La narratrice-misovire qui « craint n’être que de la viande » consigne les linéaments de cette nouvelle humanité ; et surtout rappelle au lecteur l’incident mythique de la femme déchue par ses pairs et le poids de la tradition. Mais ce « On » fraternel et fictif, unissant Grozi, Babou et la narratrice n’est que coquille vide, car chacun a beau Aspirer, Rêver, Espérer, Prier, é, é, é, é… « regarder vers un horizon lointain », « tendre vers un sommet invisible », les mots restent des carcasses béantes ; car « pas un geste pas une attitude pas un acte ne reflètent le sens du mot » et «chaque fois cela finit ainsi : les gens se masturbent et déversent leur honte glauque […] puis s’en vont la queue devant ».
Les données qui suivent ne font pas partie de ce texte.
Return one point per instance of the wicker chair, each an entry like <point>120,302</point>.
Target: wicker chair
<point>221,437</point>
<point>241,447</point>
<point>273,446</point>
L’homme au sens générique du terme, ne peut se définir que par la négative et il reste impassible à toutes émotions, fidèle produit de ce qu’il « mang[e] [c’est-à-dire] du préfabriqué […] de la merde ».


Le feu sacré s’est éteint dans cette course au consumérisme et avec lui cet ancestral art nègre qu’ils proposent de redéfinir pour défendre « une idée qui exalte et va chercher au fond de tout la vraie Émotion enfouie depuis des siècles ».

 

Encore. L’espoir renaît… nous mangerons désormais [semble nous promettre Grozi] « une couleur, une image », « un geste conscient, un souffle bien retenu », la misovire, à son tour, chante l’efflorescence d'un âge nouveau en léguant son journal aux Hommes chargés de le lire pour renverser l’Histoire et retrouver l’ondée du Désir perdu…

 

« Je t’aime et survis à cet amour

Par cet amour je crée et revis

Je survis et engendre toujours l’amour

Il n’y a pas la tension de l’attente

Il n’y a plus l’angoisse de l’échec de la déception

Ni une latence ni un vide

Mais permanence d’union et de transmission

D’une rive à l’autre en permanence

Parce qu’en marée haute ou en marée basse

Je t’aime et suis la vague qui continue d’onduler

Sinusoïde rythmique rythmée…

Je parle d’un désir qui t’enrichirait sans m’appauvrir

D’un désir qui pourrait me remplir sans te vider. »

 

 

Virginie Trézières


Werewere Liking, Elle sera de jaspe et de corail, L'Harmattan/Collection Encres noires, 1983, 156 p.